We consider the first 20 observations to test this function. Suppose $k = 3$, $m = 10$, and $\rho = 0.5$.

It turns out that the matrix consisting of eigenvector is

![eigen.png](eigen.png)

And the corresponding eigenvalues are

1.000000, 1.000000, 1.000000, 1.000000, 0.833333, 0.333333, 0.999610, 0.854681, 0.270704, 0.492125

We can see that the eigenvalues are not necessarily listed in a decreasing order.

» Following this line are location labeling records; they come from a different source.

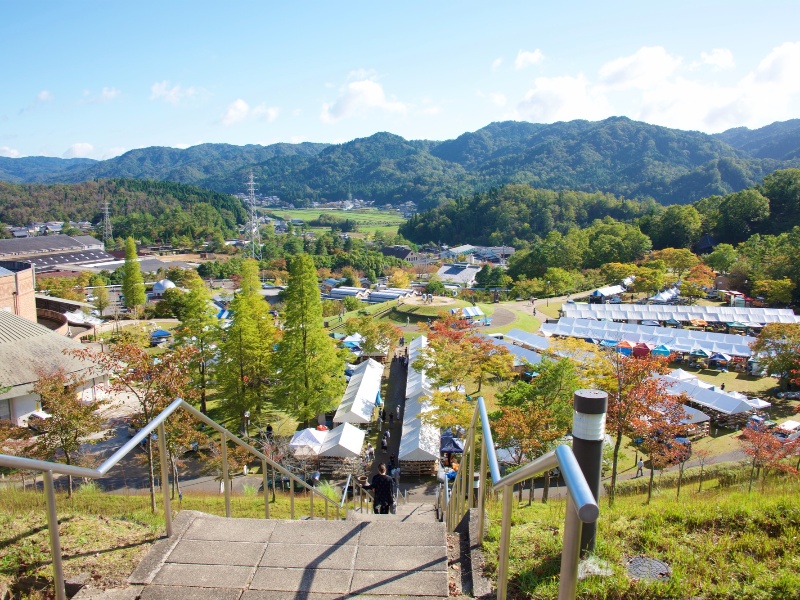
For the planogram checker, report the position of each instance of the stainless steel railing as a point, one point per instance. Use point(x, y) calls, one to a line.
point(49, 468)
point(456, 500)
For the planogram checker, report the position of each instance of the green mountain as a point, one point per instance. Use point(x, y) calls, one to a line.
point(616, 155)
point(36, 169)
point(147, 210)
point(780, 141)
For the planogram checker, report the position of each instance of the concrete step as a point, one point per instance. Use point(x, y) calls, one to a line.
point(254, 559)
point(407, 513)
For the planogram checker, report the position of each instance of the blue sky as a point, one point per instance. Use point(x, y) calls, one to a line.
point(95, 79)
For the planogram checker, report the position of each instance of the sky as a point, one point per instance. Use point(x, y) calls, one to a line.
point(94, 79)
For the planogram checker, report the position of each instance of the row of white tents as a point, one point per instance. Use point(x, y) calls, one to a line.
point(684, 314)
point(420, 441)
point(358, 404)
point(676, 340)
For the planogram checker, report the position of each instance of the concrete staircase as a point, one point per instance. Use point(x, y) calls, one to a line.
point(406, 513)
point(366, 556)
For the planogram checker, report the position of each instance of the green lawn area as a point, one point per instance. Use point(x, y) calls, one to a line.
point(369, 220)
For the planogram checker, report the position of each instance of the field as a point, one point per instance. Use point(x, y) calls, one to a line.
point(720, 543)
point(370, 220)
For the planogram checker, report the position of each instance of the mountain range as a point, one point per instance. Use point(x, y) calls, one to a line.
point(616, 155)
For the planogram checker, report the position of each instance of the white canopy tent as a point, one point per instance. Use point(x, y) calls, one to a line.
point(307, 442)
point(677, 340)
point(419, 441)
point(714, 314)
point(358, 402)
point(531, 340)
point(344, 441)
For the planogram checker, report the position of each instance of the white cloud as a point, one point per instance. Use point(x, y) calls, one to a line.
point(644, 68)
point(525, 58)
point(79, 150)
point(7, 152)
point(563, 99)
point(109, 93)
point(358, 97)
point(112, 152)
point(498, 99)
point(239, 111)
point(172, 94)
point(719, 58)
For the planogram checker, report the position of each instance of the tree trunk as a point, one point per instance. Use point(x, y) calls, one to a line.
point(617, 446)
point(151, 474)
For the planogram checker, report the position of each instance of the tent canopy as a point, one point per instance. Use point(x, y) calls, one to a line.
point(307, 442)
point(362, 390)
point(344, 441)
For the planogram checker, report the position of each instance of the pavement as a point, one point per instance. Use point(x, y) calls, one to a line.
point(250, 559)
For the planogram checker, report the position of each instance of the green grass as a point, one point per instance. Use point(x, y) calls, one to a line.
point(722, 543)
point(105, 534)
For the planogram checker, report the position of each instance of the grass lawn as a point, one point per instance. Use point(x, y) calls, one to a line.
point(721, 543)
point(104, 534)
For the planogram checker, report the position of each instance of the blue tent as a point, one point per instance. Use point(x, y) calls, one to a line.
point(660, 350)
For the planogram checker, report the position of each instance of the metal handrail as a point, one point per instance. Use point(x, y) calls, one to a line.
point(49, 468)
point(581, 505)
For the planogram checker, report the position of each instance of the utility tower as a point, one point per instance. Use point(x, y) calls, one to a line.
point(253, 232)
point(108, 234)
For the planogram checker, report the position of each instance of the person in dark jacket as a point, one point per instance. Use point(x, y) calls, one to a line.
point(384, 490)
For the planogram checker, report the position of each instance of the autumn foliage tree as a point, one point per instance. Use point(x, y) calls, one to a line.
point(634, 393)
point(155, 382)
point(71, 420)
point(767, 452)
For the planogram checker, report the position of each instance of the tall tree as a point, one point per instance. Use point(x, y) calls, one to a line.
point(200, 329)
point(776, 349)
point(311, 377)
point(132, 280)
point(71, 421)
point(246, 354)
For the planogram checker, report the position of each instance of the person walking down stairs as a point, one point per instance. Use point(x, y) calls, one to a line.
point(384, 490)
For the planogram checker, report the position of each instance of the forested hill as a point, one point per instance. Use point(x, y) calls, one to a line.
point(518, 215)
point(617, 156)
point(147, 210)
point(780, 141)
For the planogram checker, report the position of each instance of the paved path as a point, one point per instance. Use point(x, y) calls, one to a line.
point(254, 559)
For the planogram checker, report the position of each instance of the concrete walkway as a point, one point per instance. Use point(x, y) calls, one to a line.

# Microarray gene expression data
## How to compile
gcc diurnal_main.c graph_ftn.c mat_vec.c neighbor_ftn.c eigen_ftn.c -o diurnal -lm -pedantic -Wall

## What it does

We may provide plots of the eigenvectors for different values of $k, \rho$, and $m$. The row index refers to different 22,810 genes and column index refers to the eigenvector. As an element of an image is darker(closer to red), it means that it has larger value. 

### $m$ = 10

when $k = 10, \rho = 0.99$

![correlated.png](evecs-10-10-0.99.png)

eigenvalues are

1.000000, 0.990903, 0.992575, 0.976974, 1.000000, 0.964016, 1.000000, 0.999998, 0.999987, 0.999996

when $k = 10, \rho = 0.9$

![correlated.png](evecs-10-10-0.9.png)

eigenvalues are

1.000000, 0.993385, 0.992235, 0.993210, 0.992455, 0.991228, 0.991488, 0.999819, 0.991798, 0.989906

when $k = 3, \rho = 0.99$

![correlated.png](evecs-3-10-0.99.png)

eigenvalues are

1.000000, 0.961815, 1.000000, 0.962020, 1.000000, 0.954808, 1.000000, 0.977381, 0.966784, 1.000000

when $k = 3, \rho = 0.9$

![correlated.png](evecs-3-10-0.9.png)

eigenvalues are

1.000000, 0.997873, 0.997841, 0.997725, 0.997745, 0.997755, 0.997847, 0.998037, 0.997547, 0.997715

### $m$ = 20

when $k = 3, \rho = 0.99$

![correlated.png](evecs-3-20-0.99.png)

eigenvalues are

1.000000, 0.961815, 1.000000, 0.962020, 1.000000, 0.954808, 1.000000, 0.977381, 0.966784, 1.000000, 0.983982, 0.954315, 1.000000, 1.000000, 1.000000, 1.000000, 1.000000, 1.000000, 1.000000, 1.000000

## Conclusion

Note that the eigenvector finds highly correlated genes as a result. For instance, for $k = 10, m = 10, \rho = 0.99$ case, the first five highest elements in the first eigenvector is of **259970_at, 263122_at, 258677_at, 248080_at, 264692_at**.(7741, 4589 ,9034, 19631, 3019-th row of the data matrix) Its correlation matrix is almost all equal to 1, which implies that all of them are highly correlated.

![correlated.png](correlated.png)

In this way, we can find those genes that are highly correlated by setting appropriate valeus of $k, \rho$, and $m$

# All possible strings of *ACGT*
## How to compile
gcc acgt.c -o acgt

You may set strlen = 16 and max = 4^16 if you want.